Duration: October 2019 - March 2020 Technologies: OpenCV, TensorFlow Since Fall 2019, I've been exploring the idea of making a Lightform device automatically find a pre-selected object and map content to it. The detection part is somewhat trivial but the challenge is getting pin point accuracy since a misalignment of even a few pixels can result in a very blurry and not so magical experience. Another challenge is that the detection has to work 99% of the time or else it wouldn't meet the bar of a product feature and be more like a prototype. The device should also be able to quickly realign content if the object or the projector moves. We've gone on this path in the past too but quickly abandoned it since making it work 99% of the time without any user input has been challenging. Well, second time is the charm right?
Keeping both challenges in mind, I worked on a marker based approach to begin with. I started with adding 4 Aruco markers to a test surface since it guarantees both challenges of detection accuracy and repeatability.

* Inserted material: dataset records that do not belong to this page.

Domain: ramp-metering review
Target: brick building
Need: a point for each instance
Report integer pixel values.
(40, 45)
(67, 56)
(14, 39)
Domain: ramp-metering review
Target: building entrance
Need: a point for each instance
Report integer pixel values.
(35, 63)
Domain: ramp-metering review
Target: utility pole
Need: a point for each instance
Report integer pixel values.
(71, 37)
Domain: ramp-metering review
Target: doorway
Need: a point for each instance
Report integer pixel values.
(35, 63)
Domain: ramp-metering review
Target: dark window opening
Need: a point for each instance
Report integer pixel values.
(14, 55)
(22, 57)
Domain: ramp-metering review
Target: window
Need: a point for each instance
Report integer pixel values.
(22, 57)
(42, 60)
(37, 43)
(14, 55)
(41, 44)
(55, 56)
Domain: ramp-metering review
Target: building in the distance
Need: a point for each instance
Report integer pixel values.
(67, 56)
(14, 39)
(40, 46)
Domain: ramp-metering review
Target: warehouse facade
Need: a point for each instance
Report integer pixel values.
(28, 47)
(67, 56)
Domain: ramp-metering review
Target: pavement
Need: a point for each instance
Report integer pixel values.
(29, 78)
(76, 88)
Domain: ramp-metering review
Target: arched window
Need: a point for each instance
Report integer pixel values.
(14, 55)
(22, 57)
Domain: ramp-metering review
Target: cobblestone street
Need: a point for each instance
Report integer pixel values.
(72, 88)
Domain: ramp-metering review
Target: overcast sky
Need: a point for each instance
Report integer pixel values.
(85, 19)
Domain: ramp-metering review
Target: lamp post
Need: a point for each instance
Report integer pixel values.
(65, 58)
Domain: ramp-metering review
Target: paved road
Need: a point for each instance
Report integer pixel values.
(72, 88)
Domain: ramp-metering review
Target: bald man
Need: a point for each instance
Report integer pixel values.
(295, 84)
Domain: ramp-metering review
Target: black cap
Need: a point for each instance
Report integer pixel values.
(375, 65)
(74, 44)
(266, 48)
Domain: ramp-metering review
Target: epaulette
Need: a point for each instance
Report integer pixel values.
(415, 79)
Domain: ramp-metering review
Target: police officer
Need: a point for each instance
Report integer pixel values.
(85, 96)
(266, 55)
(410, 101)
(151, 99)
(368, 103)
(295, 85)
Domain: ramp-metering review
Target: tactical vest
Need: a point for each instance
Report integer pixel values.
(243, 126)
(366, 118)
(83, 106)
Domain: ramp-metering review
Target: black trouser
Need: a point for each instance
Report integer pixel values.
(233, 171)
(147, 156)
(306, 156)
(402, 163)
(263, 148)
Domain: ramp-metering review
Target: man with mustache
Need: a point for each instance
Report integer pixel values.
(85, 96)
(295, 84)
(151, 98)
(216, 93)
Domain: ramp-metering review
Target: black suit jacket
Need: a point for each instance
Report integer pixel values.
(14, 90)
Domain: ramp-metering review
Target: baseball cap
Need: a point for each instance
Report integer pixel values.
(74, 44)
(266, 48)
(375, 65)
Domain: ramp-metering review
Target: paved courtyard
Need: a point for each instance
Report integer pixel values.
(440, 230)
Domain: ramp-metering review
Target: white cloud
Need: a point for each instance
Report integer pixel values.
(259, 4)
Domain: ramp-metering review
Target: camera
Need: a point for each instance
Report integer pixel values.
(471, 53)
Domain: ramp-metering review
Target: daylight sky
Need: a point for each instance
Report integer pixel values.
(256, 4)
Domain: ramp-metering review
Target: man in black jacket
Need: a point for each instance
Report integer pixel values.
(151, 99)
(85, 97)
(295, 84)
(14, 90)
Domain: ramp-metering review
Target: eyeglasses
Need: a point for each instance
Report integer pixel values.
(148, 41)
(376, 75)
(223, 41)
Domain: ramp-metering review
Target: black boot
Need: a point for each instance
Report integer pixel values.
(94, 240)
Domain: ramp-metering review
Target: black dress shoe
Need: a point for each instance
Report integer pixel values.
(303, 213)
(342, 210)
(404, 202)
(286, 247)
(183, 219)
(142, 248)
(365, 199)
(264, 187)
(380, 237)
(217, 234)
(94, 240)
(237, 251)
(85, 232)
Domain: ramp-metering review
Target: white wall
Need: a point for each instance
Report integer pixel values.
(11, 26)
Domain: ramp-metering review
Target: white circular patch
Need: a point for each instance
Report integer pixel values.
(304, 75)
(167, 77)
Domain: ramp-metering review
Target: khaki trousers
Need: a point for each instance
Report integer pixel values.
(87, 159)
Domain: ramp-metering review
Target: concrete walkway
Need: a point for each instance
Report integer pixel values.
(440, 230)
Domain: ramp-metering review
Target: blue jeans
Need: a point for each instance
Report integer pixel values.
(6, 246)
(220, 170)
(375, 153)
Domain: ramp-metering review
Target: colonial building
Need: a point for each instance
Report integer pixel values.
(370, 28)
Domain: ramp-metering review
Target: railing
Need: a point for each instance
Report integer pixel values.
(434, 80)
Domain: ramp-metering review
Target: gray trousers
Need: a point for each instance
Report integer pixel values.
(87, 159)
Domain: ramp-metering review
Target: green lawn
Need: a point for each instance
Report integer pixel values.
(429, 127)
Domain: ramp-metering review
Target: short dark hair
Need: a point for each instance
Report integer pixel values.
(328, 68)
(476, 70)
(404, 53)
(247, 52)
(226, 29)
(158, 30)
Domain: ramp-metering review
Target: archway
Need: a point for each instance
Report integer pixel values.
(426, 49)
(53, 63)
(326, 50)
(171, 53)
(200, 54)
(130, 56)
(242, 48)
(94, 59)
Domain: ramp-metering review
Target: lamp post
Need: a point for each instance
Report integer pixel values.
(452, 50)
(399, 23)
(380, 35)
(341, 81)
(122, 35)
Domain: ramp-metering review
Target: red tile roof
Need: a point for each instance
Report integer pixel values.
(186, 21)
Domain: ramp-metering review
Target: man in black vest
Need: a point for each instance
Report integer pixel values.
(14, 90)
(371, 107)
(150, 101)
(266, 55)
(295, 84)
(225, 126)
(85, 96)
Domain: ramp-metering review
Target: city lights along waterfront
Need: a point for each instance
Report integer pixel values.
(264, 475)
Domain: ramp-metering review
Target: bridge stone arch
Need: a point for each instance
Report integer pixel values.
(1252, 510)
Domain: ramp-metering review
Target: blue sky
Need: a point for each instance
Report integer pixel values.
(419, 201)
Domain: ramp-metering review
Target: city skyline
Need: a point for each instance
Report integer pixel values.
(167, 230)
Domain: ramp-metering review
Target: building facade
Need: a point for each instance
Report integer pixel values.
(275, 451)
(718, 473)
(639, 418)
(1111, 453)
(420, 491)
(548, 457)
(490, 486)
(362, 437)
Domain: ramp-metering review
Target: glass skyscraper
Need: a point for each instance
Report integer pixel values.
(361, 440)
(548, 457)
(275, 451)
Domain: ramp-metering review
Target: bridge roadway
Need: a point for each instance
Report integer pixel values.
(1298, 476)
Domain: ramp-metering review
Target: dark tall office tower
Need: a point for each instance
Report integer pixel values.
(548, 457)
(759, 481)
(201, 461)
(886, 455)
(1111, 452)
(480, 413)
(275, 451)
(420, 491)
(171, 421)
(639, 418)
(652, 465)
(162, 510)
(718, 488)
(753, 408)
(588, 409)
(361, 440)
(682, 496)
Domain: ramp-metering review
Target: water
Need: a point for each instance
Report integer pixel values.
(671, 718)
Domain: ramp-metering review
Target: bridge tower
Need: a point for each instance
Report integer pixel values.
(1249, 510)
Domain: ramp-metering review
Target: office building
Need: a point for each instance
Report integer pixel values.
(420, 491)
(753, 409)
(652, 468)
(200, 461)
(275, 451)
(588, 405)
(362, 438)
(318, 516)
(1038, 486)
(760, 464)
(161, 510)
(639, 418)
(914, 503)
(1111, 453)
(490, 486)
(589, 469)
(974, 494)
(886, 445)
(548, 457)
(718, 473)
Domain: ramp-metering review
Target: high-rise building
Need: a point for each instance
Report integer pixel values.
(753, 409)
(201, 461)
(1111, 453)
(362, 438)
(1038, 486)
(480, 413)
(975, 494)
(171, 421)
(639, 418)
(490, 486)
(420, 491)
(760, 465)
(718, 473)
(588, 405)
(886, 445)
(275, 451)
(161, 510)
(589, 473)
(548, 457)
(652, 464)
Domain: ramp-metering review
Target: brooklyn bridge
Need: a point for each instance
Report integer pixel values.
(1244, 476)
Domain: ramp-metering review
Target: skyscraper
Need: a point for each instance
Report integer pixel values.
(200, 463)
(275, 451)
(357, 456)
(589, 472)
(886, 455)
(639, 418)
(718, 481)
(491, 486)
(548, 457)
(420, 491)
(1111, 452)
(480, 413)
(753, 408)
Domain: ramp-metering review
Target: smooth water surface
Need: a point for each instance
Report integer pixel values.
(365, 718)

The next iteration removed the dependency on 4 markers and brought it down to 1. I also replaced the marker with the Lightform logo. The single logo as the marker looked good and worked well enough to green light the project from an R&D project to a product feature.
I also added the ability to quick realign content if it goes out of alignment. It needed some trickery with the projector camera correspondences but in the end, it worked pretty damn good!
In the last couple of months, I've worked on removing any dependency on visual marker at all and going fully markerless and still guarantee the accuracy of alignment of content. The current prototype runs on an embedded device and will soon be launched as a feature on the latest generation of Lightform devices.